Teaching and academic provision

  • Conference committees carried out the annual quality assurance exercise which indicated a high level of adherence to agreed recommendations and highlighted much good practice.
  • Conference committees participated in reviews of a number of departments and courses.
  • Conference developed a paper which will highlight to the wider university the extent and nature of colleges’ support for graduate students.
  • Conference continued to work closely with the University on the development of a replacement system to OxCORT to record undergraduate teaching and enable payments.
  • Graduate Committee of Conference initiated a programme of visits to colleges to develop understanding of provision for part-time students.
  • Conference committees took part in the development of a number of key academic IT projects.

Planning and finance

  • Conference advised on the creation of Parks College, covering a number of aspects. 
  • Conference debated and developed a new College Contribution Scheme 7 to run alongside the existing Scheme 6 Trust fund, providing funds for undergraduate access, graduate scholarships and the support of less wealthy colleges and societies.
  • Conference and its Committees considered student number planning, working with the University to review the opportunities for growth and the challenges of this. Colleges refocussed their graduate student number targets to align better with Divisional plans for growth, and took part in the FOCUS project to align graduate admissions procedures and promote efficiencies.
  • Conference considered the implications of the University’s strategic plan and the challenges of delivery, while advocating for a focus on teaching and student support.
  • Conference and its Committees considered the plans of the City and County Councils for sustainable transport and freight.
  • Conference committees considered a review of college fundraising and the Oxford campaign. 
  • Conference discussed the implications of the University’s major finance arrangement for staff and graduate housing. 

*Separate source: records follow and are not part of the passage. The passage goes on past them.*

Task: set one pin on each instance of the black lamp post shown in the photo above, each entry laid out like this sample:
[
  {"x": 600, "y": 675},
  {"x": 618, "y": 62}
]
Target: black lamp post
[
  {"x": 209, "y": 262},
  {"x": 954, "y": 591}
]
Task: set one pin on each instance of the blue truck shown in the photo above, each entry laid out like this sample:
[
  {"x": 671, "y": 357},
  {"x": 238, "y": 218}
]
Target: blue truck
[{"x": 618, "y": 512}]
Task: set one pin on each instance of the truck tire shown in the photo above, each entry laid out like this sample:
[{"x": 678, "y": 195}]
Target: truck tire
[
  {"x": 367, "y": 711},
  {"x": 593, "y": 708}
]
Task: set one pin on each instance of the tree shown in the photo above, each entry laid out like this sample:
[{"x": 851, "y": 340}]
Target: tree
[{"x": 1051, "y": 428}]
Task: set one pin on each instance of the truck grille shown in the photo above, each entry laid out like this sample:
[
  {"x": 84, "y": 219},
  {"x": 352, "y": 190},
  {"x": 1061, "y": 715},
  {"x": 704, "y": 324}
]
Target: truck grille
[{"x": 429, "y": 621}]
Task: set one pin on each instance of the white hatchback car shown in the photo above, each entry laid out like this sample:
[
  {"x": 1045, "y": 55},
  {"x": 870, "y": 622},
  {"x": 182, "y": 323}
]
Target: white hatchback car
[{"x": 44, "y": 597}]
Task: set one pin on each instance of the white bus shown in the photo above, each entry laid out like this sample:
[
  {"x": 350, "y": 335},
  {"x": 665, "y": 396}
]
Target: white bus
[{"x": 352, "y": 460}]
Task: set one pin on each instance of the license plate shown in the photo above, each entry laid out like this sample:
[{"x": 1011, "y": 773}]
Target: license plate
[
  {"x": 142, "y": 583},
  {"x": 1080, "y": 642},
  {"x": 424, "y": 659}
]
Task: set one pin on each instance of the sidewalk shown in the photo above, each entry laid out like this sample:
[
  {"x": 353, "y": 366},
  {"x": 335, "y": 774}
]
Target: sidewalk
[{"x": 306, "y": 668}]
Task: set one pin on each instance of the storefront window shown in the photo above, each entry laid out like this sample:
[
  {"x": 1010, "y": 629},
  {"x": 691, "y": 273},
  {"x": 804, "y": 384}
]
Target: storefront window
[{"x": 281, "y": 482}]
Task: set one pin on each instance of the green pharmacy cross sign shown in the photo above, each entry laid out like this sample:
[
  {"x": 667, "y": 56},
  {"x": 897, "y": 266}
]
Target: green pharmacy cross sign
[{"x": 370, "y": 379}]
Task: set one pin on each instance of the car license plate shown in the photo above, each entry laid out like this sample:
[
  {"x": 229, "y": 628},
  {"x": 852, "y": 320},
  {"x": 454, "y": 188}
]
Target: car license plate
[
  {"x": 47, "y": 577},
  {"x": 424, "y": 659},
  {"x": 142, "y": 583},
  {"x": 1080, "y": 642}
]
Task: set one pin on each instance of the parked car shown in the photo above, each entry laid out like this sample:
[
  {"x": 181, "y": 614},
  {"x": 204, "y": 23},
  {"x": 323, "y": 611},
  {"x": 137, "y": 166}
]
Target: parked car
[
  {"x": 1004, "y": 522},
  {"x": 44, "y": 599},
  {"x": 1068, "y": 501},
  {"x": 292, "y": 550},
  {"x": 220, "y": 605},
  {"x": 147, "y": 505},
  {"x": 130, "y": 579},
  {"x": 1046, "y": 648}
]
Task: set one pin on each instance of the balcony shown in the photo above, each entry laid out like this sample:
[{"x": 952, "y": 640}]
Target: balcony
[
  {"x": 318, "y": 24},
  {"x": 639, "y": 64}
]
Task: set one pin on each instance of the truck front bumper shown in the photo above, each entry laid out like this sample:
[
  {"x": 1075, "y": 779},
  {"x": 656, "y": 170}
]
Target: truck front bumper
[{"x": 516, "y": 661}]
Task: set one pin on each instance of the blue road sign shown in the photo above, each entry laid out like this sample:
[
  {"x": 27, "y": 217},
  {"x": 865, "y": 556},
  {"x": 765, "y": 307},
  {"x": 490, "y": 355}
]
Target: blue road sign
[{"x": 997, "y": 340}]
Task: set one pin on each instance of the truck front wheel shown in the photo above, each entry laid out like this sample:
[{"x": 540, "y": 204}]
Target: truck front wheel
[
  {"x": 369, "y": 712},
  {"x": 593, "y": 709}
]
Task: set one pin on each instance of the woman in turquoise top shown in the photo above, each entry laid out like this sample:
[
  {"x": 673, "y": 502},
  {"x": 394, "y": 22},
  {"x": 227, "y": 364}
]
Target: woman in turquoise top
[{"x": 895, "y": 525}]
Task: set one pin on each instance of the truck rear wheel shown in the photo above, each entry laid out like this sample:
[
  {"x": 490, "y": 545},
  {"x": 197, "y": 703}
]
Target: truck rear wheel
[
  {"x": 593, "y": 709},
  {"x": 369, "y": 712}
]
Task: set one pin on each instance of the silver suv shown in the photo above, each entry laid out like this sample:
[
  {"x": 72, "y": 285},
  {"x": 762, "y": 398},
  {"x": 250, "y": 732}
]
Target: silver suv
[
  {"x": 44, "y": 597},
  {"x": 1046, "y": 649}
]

Student welfare and support

  • Conference Committees reviewed the Student Wellbeing and Mental Health Strategy and monitored the operation of the Disability Common Framework. The Welfare Forum, amongst other topics, discussed promoting resilience.
  • Conference and its committees supported the introduction of the Stand Alone pledge. 
  • The Equality and Diversity Forum held a disability discussion to showcase best practice in support.
  • Conference agreed to support the introduction of a Sexual Violence support centre, jointly funded with the University.
  • Conference considered key issues in the provision of support for graduate students.